Later that year Mick returned briefly to Australia as a guard on one of the ships carrying sick and wounded men. When he departed, his older brother Hugh joined him on the journey to fight in France.
Hughie had enlisted with the AIF on 14 July 1915 and had been in training until his departure. Together Mick and Hughie travelled the lengthy sea voyage from Australia to Europe. The next two years were long and harsh as the war dragged on. On 14 October 1917 Hughie was severely injured, a gunshot wound to his head and shrapnel in his lower left arm. He was treated at Queen Marys Military Hospital, Whalley, Lancashire, England before returning home to Australia aboard the hospital ship “Euripedes”, which arrived in Melbourne on 21 March 1918.
While Hughie was convalescing with his family, he was given a welcome home party and presented with an inscribed gold medal from the residents of Beaconsfield.
Unfortunately, Hughie’s health deteriorated and he was admitted to the Caulfield Military Hospital to undergo an operation to relieve the suffering from his head injury. Sadly, the procedure was unsuccessful and Hughie died on 15 May.
In late 1917 Mick had suffered a bout of scabies and was unwell for several months, he eventually returned to military duty and when the war ended he returned home to Australia being discharged on 25 July 1919.
In March of 1920 Beaconsfield Fallen Soldiers Memorial was unveiled in the presence of 200 residents of the town and district. Hughie McNaughton is included on the memorial, we can only imagine how the McNaughton family felt as they stood here that day.
In November of 1920 Mick married Elizabeth Fanny Yeoman and they lived in Beaconsfield until Mick’s employment as a road worker meant moving to Port Welshpool.
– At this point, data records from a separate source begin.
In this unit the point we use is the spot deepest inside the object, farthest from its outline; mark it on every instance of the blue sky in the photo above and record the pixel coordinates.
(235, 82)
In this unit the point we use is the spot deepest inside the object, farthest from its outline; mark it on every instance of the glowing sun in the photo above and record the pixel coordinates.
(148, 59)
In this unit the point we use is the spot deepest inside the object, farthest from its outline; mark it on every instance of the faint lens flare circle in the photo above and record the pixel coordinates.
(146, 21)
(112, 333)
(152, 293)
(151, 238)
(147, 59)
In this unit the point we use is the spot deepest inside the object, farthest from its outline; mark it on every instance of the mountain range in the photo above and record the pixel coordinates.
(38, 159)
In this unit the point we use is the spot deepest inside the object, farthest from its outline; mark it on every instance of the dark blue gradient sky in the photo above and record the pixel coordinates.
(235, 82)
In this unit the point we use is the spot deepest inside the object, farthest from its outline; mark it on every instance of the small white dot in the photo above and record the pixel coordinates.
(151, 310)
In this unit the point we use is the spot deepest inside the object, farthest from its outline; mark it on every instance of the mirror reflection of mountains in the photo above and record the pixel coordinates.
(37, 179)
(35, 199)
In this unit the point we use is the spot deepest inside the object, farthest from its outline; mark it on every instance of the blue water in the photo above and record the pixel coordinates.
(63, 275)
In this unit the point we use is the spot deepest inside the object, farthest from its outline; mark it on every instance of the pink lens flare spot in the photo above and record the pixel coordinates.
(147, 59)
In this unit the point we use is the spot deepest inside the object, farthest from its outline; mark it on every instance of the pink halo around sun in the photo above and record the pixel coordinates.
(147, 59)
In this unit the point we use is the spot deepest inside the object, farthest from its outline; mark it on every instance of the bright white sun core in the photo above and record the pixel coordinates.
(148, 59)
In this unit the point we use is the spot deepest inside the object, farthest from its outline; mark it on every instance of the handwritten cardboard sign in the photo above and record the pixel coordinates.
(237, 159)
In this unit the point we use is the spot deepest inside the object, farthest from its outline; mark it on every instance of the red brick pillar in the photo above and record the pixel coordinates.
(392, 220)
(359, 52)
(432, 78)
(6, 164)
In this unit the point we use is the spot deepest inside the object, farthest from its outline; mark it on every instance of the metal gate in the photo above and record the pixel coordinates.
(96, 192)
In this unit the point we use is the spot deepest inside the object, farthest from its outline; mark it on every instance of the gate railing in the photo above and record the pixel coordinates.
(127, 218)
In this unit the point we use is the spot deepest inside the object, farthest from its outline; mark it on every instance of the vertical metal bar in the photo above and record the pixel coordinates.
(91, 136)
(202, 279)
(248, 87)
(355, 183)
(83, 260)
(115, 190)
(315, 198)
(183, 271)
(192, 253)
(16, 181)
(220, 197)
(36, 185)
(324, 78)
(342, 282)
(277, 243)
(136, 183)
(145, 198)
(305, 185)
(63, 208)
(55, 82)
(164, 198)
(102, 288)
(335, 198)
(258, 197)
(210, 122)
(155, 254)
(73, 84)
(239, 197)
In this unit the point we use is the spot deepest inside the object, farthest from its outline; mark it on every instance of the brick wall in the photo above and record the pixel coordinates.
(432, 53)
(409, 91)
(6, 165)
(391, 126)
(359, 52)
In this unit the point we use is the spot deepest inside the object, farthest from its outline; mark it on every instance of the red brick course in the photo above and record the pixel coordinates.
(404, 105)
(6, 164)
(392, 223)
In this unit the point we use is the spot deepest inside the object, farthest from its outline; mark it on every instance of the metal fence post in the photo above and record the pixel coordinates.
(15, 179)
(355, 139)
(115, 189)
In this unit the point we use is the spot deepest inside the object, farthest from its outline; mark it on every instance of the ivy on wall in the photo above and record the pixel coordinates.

They had four children.
Such was his enduring love and memory for his brother, Mick named his first-born son, Hugh.
Mick worked hard to support his young family. In September 1944 he contracted pneumonia and died at the relatively young age of 53 years.
The bond of brotherhood is a powerful connection, a lifetime bond.
A brother is a friend given by nature.
Hughie and Mick shared an extraordinary bond as brothers, a powerful connection that never waned.
Together they are remembered, Lest We Forget.